At 9 p.m. the very next evening, the siren rang out in Beersheba, and for the first time, the residents of that town knew firsthand the fear and panic that the citizens of Sderot, Ashkelon and Ashdod have known for the past eight years.
Linzer, a third-year rabbinical student at Hebrew Union College in Cincinnati, arrived in Israel on Friday, Dec. 26, to spend time with Liad, a student at Ben Gurion University in Beersheba. Just three days later, Beersheba was hit.
“A rocket had not struck Beersheba before,” said Linzer. “Everyone was panicked and shocked. We ran into a stairwell. Then we heard three ‘booms,’ those were the rockets that had fallen.”
Watching the news that evening, Linzer discovered that the rockets had hit a suburb seven miles from Beersheba.
Although she thought this was probably an isolated event, Linzer said that before she went to bed that night, she nevertheless lined up her shoes by her bed “for a quick exit.”
Linzer awoke the next morning to news that another missile had fallen outside of Beersheba an hour before, but this time with no alarm warning. Ten minutes later the siren rang out, and two Grad missiles fell, one onto a junior high school just 40 meters from Linzer.
“The whole building shook,” Linzer said. “It is a whole different experience from when you hear a missile to when you can actually feel the missile.”
Linzer said that fortunately school had been cancelled that day, so there were no students in the junior high at the time the missile hit.

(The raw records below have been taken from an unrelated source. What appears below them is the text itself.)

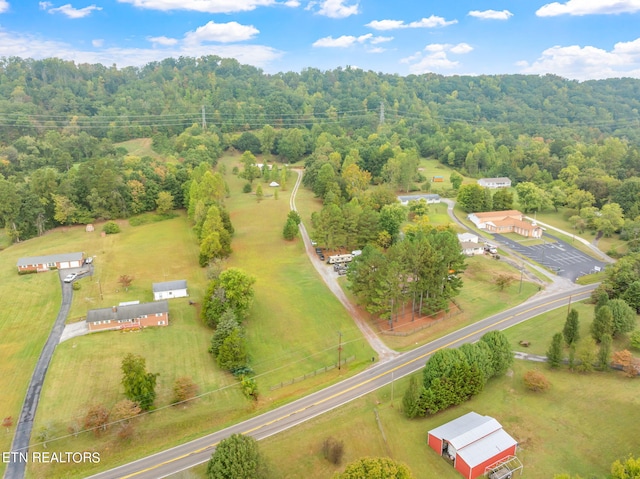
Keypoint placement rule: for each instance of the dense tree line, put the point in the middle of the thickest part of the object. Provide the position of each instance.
(564, 143)
(452, 376)
(420, 273)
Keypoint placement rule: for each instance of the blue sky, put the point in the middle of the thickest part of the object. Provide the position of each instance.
(576, 39)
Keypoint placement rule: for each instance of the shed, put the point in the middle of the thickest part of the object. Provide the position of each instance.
(52, 261)
(170, 289)
(473, 444)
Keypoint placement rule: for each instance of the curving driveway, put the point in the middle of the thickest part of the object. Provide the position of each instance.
(16, 469)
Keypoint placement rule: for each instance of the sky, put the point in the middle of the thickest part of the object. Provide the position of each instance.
(575, 39)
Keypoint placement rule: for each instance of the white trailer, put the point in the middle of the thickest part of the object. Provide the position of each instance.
(340, 258)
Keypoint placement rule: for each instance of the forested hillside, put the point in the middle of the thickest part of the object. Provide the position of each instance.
(564, 140)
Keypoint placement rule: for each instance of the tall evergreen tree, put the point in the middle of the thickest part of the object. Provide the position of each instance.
(554, 353)
(571, 330)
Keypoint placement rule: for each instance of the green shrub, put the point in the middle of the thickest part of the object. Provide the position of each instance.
(111, 227)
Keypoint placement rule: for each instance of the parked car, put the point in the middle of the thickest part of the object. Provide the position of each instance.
(70, 277)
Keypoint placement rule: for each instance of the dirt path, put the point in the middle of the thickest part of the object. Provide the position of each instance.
(331, 280)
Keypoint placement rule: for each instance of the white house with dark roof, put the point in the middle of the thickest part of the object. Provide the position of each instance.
(128, 316)
(429, 198)
(49, 262)
(170, 290)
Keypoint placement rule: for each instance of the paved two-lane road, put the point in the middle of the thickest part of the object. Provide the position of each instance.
(199, 451)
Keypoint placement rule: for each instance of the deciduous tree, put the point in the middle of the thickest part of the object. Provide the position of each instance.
(237, 457)
(139, 385)
(375, 468)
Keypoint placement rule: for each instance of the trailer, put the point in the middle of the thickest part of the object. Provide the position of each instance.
(339, 258)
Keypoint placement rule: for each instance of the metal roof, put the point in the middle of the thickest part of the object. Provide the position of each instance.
(170, 285)
(487, 447)
(476, 438)
(51, 258)
(132, 311)
(451, 430)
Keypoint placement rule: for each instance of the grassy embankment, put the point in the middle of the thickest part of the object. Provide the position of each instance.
(29, 306)
(292, 331)
(561, 430)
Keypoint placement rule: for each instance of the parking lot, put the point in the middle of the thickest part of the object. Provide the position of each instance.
(557, 255)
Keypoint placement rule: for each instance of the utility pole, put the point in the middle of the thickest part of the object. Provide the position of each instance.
(520, 289)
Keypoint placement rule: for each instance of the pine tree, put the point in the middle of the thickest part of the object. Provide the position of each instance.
(571, 331)
(602, 323)
(554, 354)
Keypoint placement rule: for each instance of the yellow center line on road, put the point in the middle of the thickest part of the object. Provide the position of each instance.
(356, 386)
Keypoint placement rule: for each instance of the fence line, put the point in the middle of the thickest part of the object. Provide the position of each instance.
(310, 375)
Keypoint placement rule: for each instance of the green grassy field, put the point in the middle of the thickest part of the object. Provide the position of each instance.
(29, 306)
(551, 428)
(292, 331)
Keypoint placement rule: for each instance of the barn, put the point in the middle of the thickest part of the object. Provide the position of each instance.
(49, 262)
(476, 446)
(170, 289)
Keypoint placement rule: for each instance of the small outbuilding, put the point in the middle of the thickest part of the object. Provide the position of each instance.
(430, 198)
(476, 445)
(170, 290)
(128, 316)
(49, 262)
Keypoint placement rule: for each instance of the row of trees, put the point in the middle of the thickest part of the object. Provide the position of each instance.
(421, 272)
(453, 376)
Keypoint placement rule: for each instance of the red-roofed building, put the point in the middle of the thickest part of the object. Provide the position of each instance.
(509, 221)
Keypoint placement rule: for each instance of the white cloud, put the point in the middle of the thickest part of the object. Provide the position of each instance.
(586, 63)
(461, 48)
(491, 14)
(70, 11)
(436, 58)
(221, 32)
(376, 40)
(26, 46)
(348, 40)
(589, 7)
(334, 8)
(431, 22)
(205, 6)
(162, 40)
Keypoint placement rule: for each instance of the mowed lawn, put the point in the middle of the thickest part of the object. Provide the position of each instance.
(29, 305)
(580, 426)
(295, 323)
(292, 331)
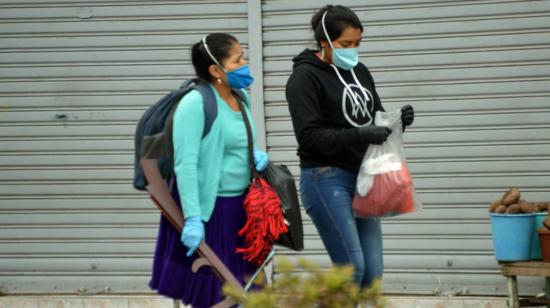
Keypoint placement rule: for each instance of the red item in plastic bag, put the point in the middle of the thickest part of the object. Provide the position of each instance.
(392, 193)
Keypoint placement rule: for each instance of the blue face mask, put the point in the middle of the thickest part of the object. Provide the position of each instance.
(344, 58)
(240, 78)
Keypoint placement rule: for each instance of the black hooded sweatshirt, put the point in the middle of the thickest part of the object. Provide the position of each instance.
(324, 114)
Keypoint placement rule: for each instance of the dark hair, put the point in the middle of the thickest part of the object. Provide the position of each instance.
(338, 19)
(219, 45)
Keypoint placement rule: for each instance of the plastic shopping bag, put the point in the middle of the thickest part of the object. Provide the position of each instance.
(384, 184)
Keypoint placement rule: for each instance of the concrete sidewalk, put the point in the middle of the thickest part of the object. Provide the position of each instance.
(152, 301)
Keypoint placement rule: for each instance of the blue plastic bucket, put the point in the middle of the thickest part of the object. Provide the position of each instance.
(536, 253)
(512, 234)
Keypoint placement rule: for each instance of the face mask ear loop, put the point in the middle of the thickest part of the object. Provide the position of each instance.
(364, 92)
(325, 29)
(210, 54)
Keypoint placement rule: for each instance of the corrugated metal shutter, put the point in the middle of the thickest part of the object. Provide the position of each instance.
(74, 78)
(478, 74)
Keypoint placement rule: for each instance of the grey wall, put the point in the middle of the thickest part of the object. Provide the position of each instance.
(478, 75)
(76, 75)
(74, 78)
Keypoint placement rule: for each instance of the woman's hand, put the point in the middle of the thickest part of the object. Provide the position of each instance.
(260, 160)
(193, 234)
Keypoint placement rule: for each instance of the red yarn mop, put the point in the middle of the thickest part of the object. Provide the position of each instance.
(264, 223)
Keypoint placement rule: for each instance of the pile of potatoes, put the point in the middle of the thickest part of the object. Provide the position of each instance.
(511, 203)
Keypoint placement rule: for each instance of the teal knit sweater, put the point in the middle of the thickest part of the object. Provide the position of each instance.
(208, 167)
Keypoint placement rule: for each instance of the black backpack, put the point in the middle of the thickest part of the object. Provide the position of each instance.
(153, 138)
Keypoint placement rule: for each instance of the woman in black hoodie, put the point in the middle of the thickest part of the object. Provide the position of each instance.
(332, 100)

“But the damage was tremendous. A Grad missile is filled with metal that explodes everywhere, because Hamas wants to kill as many civilians as possible,” Linzer explained.
After that, the sirens stopped working for a few days, Linzer said. With no alarms, residents of Beersheba had to sit in front of the television and wait for warnings of subsequent rockets.

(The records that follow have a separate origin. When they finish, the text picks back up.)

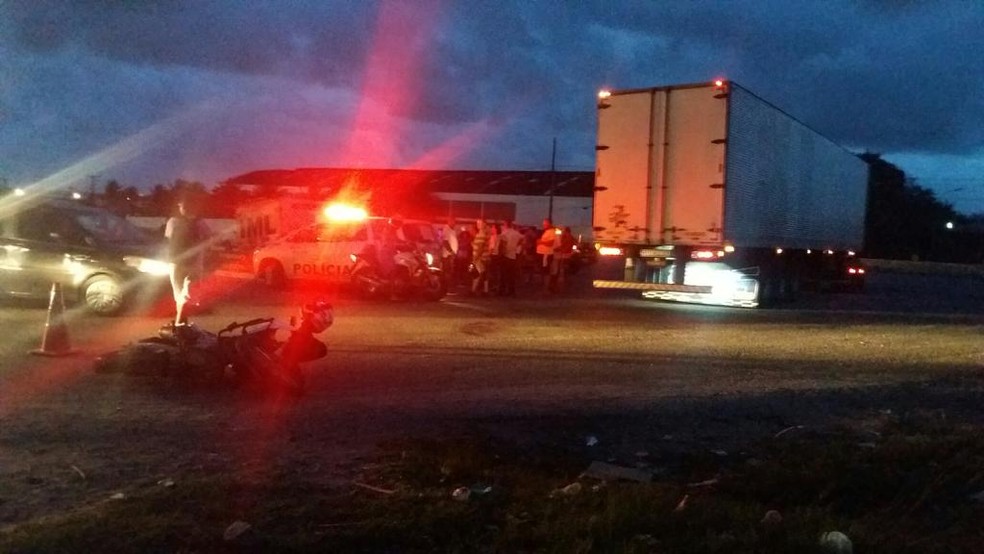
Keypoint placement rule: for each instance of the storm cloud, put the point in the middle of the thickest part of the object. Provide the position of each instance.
(469, 84)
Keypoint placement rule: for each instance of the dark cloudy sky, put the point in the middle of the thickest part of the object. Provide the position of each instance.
(147, 92)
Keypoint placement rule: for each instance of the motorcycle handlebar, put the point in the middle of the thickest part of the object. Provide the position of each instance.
(245, 325)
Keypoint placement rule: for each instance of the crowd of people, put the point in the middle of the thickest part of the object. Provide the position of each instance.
(491, 258)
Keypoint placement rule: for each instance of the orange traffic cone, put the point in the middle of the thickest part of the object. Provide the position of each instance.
(55, 339)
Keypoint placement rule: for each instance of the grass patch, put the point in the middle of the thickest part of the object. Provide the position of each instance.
(905, 488)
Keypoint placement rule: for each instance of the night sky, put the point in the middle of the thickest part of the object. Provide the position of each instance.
(149, 92)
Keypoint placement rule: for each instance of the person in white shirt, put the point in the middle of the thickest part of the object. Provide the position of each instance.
(509, 248)
(449, 250)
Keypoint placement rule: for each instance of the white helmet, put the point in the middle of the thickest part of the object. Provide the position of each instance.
(320, 315)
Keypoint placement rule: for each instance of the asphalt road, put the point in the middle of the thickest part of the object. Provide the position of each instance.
(638, 375)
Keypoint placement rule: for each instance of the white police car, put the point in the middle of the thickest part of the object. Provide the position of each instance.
(321, 252)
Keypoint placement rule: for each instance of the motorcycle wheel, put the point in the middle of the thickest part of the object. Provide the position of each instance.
(366, 284)
(434, 287)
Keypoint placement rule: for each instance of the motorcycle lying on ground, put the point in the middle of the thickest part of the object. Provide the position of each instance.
(241, 354)
(412, 274)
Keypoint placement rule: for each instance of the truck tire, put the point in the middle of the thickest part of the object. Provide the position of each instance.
(103, 295)
(272, 274)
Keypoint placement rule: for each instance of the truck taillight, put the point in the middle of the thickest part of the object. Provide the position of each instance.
(706, 254)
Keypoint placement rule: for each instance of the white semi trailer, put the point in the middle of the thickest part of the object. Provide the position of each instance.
(707, 193)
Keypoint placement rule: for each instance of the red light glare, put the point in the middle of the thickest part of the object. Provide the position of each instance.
(345, 212)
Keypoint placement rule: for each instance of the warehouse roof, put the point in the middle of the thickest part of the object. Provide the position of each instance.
(522, 183)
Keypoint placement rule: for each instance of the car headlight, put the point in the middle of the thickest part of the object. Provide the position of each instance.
(148, 265)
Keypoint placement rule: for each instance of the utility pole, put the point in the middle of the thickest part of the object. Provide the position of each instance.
(553, 178)
(92, 188)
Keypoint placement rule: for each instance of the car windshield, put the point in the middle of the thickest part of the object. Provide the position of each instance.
(108, 228)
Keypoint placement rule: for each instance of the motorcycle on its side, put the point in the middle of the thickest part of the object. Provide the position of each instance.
(411, 274)
(246, 354)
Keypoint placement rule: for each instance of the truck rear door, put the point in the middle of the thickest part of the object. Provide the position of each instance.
(660, 166)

“We left Beersheba that afternoon,” said Linzer. “I couldn’t imagine how you could go to sleep there and not have a siren.”
Linzer said that she hopes Israel’s current incursion into Gaza “is the culmination of eight years of rockets coming into Israel.”

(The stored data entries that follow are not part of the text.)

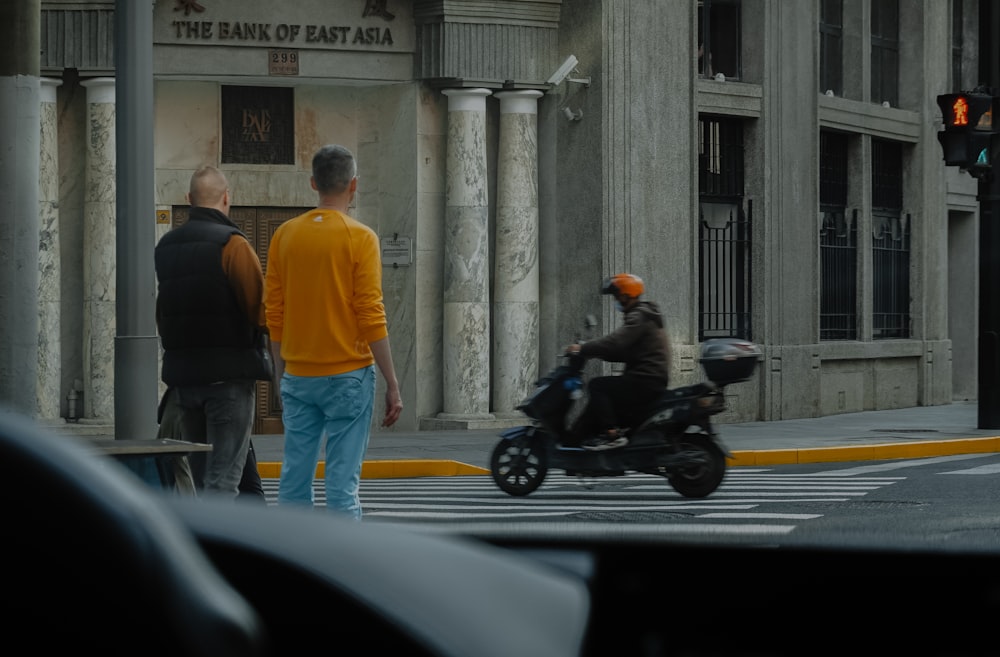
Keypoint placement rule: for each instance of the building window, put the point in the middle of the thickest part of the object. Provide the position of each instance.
(838, 243)
(831, 40)
(890, 244)
(258, 125)
(724, 281)
(719, 38)
(885, 51)
(956, 45)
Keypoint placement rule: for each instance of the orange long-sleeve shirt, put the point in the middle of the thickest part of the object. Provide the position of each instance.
(323, 293)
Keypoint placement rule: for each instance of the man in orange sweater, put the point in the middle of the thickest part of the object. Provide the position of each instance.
(323, 301)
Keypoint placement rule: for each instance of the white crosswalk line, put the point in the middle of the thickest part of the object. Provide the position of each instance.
(898, 465)
(738, 507)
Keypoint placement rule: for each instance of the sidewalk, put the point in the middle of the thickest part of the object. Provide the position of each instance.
(871, 435)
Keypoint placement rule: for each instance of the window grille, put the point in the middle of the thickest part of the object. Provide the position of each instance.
(890, 244)
(724, 283)
(838, 240)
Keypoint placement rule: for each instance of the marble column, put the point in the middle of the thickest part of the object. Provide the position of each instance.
(99, 254)
(515, 280)
(466, 322)
(48, 386)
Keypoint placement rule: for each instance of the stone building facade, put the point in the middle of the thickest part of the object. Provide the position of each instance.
(769, 168)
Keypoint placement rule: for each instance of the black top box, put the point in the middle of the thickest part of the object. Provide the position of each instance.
(729, 360)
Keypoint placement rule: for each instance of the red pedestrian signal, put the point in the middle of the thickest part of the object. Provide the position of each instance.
(960, 112)
(968, 140)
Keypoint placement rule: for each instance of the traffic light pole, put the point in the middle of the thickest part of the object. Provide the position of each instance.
(989, 303)
(989, 241)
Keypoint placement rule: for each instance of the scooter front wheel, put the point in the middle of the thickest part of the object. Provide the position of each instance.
(702, 466)
(518, 465)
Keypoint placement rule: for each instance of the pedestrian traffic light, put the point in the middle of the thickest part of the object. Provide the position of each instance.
(967, 111)
(968, 139)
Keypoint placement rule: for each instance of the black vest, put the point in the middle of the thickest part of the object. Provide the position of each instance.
(206, 336)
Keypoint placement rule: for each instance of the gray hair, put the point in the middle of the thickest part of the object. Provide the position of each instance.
(333, 169)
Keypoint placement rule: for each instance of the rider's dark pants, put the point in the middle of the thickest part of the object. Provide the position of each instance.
(615, 402)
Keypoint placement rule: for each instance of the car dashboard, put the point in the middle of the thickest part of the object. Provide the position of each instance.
(101, 563)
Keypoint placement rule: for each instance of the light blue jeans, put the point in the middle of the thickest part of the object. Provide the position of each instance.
(341, 407)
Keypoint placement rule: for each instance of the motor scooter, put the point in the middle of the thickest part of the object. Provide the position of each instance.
(675, 438)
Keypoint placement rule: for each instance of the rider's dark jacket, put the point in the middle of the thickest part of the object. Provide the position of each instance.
(640, 343)
(206, 335)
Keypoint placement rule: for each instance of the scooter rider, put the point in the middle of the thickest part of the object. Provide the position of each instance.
(642, 344)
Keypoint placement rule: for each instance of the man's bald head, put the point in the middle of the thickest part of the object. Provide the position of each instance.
(209, 189)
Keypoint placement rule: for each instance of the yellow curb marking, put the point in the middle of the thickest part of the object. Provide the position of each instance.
(392, 469)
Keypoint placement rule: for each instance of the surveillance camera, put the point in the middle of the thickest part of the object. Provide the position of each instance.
(571, 115)
(563, 71)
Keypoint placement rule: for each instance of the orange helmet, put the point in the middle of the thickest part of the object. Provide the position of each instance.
(629, 285)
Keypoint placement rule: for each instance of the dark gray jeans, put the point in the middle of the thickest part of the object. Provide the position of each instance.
(220, 414)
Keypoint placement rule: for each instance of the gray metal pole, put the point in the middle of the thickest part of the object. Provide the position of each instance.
(20, 137)
(135, 340)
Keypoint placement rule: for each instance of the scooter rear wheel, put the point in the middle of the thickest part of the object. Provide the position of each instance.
(519, 465)
(703, 469)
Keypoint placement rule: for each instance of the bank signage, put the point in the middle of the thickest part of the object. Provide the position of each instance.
(367, 25)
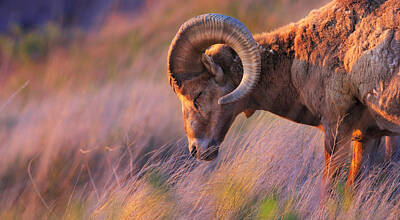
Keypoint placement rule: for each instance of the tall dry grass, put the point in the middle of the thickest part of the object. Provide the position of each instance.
(90, 128)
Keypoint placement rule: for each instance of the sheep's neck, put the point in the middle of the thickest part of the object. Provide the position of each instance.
(275, 92)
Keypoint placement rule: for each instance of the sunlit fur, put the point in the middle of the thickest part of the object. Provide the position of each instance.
(337, 69)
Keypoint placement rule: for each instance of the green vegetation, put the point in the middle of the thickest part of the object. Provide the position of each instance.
(90, 128)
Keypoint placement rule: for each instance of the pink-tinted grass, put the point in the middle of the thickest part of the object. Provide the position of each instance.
(93, 130)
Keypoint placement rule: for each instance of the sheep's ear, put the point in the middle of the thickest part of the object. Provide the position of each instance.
(248, 112)
(213, 68)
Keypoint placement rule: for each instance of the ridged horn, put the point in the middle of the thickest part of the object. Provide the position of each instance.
(198, 33)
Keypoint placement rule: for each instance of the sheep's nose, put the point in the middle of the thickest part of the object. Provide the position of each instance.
(193, 151)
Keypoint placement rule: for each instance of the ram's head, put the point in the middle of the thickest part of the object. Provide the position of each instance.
(213, 64)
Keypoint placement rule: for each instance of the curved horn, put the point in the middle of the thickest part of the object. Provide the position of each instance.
(200, 32)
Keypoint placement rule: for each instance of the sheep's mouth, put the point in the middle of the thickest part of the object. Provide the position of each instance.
(210, 154)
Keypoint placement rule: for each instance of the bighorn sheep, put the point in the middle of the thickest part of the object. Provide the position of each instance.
(337, 69)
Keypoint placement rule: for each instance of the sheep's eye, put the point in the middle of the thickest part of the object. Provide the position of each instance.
(195, 103)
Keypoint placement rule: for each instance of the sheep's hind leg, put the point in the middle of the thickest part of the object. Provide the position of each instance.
(337, 140)
(365, 155)
(384, 104)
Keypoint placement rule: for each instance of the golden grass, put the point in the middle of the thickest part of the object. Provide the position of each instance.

“For me, this was two days of my life,” Linzer said of her experiences last week. “For people who live in the south, this has been their whole life. I can’t imagine children growing up thinking this is normal life — living life from alarm to alarm.”
Linzer said she is frustrated by world news reports portraying Israel as using “disproportionate force” in its actions in Gaza, and focusing on the inevitable resulting civilian causalities.
“There are Web sites that report the large number of Palestinian casualties, and don’t even report the rockets,” Linzer said.
“And there are 300,000 children stuck in shelters all over the south of Israel, living in fear. No one wants to see the loss of civilian life, but Israel has to protect its citizens. They can’t live a normal life like this.”
Noting that Israel has taken pains to avoid civilian causalities by dropping warning flyers into civilian neighborhoods before striking, Linzer believes that the ground incursion is the only way to end the terror of Hamas.
“These Hamas are dressing as doctors and hiding in hospitals. The only way to eliminate its infrastructure is to go in on the ground. Hamas is shooting from apartment buildings. Israel warns the people living there to leave, but they choose to stay. What choice does Israel have?”